The Sin Explained | Writing Secure Code

The biggest sin you can commit with random numbers is not using them when they should be used. For example, lets say youre writing some web-based banking software. To track client state, youll want to put a session identifier in the clients list of cookies. Lets say you give everybody a sequential session ID. What could happen? If the attacker watches his cookies and sees that hes #12, he could tamper with the cookie, change it to #11, and see if he gets logged into someone elses account. If he wants to log into some particular users account, he can now just wait until he sees that user log in, log in himself, and then keep subtracting from the value he gets looking at the appropriate data each time to determine when he has found targeted users.

The random number generators that have been around for years arent good for security at all. The numbers may look random, but an attacker can generally guess them easily, anyway. Then, even if you do use a good random number generator, you have to make sure its internal state isnt easily guessable, which can actually be an issue.

Lets understand the problem better by looking at the three different kinds of random numbers:

Noncryptographic pseudo-random number generators (noncrytographic PRNG)
Cryptographic pseudo-random number generators (CRNGs)
True random number generators (TRNGs), which are also known as entropy generators

Sinful NonCryptographic Generators

Before the Internet, random numbers werent really used for security-critical applications. Instead, they were used only for statistical simulation. The idea was to have numbers that would pass all statistical tests for randomness, for use in Monte Carlo experiments. Such experiments were designed to be repeatable. Thus, Application Programming Interfaces (APIs) were designed to take a single number, and have that number be the source for a very long stream of numbers that appeared randomly . Such generators usually use a fairly simple mathematical formula to generate numbers in a sequence, starting from the initial value (the seed).

When security became an issue, random number requirements got more stringent. Not only do numbers have to pass statistical random tests, but also you need to ensure that attackers cant guess numbers that are produced, even if they can see some of the numbers.

The ultimate goal is if attackers cant guess the seed, they wont be able to guess any outputs you dont give them. This should hold true, even if you give them a lot of outputs.

With traditional noncryptographic generators, the entire state of the generator can be determined just from looking at a single output.
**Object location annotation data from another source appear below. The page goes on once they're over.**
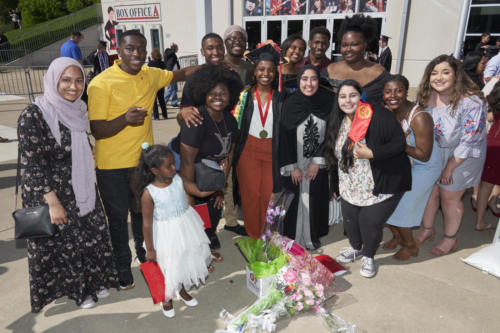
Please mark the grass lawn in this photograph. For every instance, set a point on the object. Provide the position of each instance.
(75, 21)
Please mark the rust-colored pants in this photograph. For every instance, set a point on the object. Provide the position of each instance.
(255, 179)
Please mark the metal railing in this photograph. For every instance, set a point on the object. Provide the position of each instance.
(49, 33)
(28, 81)
(24, 81)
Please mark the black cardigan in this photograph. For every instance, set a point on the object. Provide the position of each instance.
(390, 165)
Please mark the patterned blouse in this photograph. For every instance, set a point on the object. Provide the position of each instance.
(356, 186)
(465, 130)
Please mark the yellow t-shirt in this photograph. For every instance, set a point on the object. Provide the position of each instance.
(111, 94)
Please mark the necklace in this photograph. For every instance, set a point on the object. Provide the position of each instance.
(263, 116)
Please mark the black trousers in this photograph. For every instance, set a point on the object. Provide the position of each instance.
(160, 99)
(364, 224)
(215, 215)
(117, 198)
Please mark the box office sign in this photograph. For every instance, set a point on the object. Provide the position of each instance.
(136, 13)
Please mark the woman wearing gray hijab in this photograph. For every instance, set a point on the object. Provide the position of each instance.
(77, 261)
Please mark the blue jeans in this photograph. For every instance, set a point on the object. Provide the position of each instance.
(172, 92)
(118, 199)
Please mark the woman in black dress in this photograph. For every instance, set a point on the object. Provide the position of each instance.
(301, 157)
(355, 34)
(77, 262)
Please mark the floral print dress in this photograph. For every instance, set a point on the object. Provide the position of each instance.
(77, 262)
But, most applications dont use the output directly. Instead, they map it onto a small space. Still, that only serves as a minor speed bump for an attacker. Lets say that the attacker starts out knowing nothing about the internal state of the generator. For the most noncryptographic generators, 2^32 possible states exist. Every time the program gives the user one bit of information about a random number (usually, whether its even or odd), the attacker can generally rule out half of the states. Therefore, even if the attacker can only infer minimal information, it only takes a handful of outputs (in this case, about 32 outputs) before the entire state gets revealed anyway.
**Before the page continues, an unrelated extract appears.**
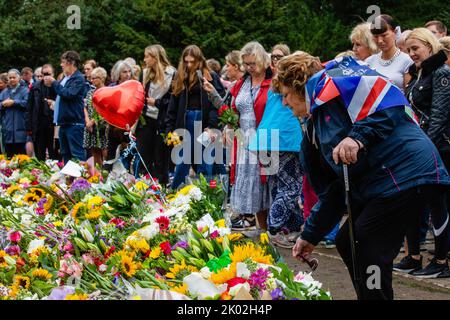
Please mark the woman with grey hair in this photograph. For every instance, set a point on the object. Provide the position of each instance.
(122, 71)
(13, 106)
(249, 194)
Clearly, you want generators that dont have this property. But, it turns out that the study of producing good random numbers is basically equal to producing a good encryption algorithm, as many encryption algorithms work by generating a sequence of random numbers from a seed (the key), and then XORing the plaintext with the stream of random numbers. If you treat your random number generator as a cipher and a cryptographer can break it, that means someone could guess your numbers far more easily then youd like.

Sinful Cryptographic Generators

The simplest cryptographic pseudo-random number generators (CRNGs) act very much like traditional random number generators, in that they stretch out a seed into a long sequence of numbers. Anytime you give it the same seed, it produces the same set of numbers. The only real difference is that if the attacker doesnt know the seed, you can give an attacker the first 4,000 outputs, and they shouldnt be able to guess what the 4,001th will be with any probability thats significantly better than chance.

The problem here is that the attacker cant know the seed. For a CRNG to be secure, the seed has to be unguessable, which can prove to be a challenge, as youll see in a little while.

What this really means is that the security of a CRNG can never be much better than the security of the seed. If the attacker has a 1 in 224 chance in guessing the seed, then they have a 1 in 224 chance of guessing which stream of numbers youre getting. Here, the system only has 24 bits of security, even if the underlying crypto is capable of 128 bits of security. The attackers challenge is only a bit harder because they do not know where in the stream of numbers you are.

CRNGs are often considered to be synonymous with stream ciphers. This is technically true. For example, RC4 is a stream cipher, which produces a string of random digits that you can then XOR with your plaintext to produce ciphertext . Or, you can use the output directly, and its a CRNG.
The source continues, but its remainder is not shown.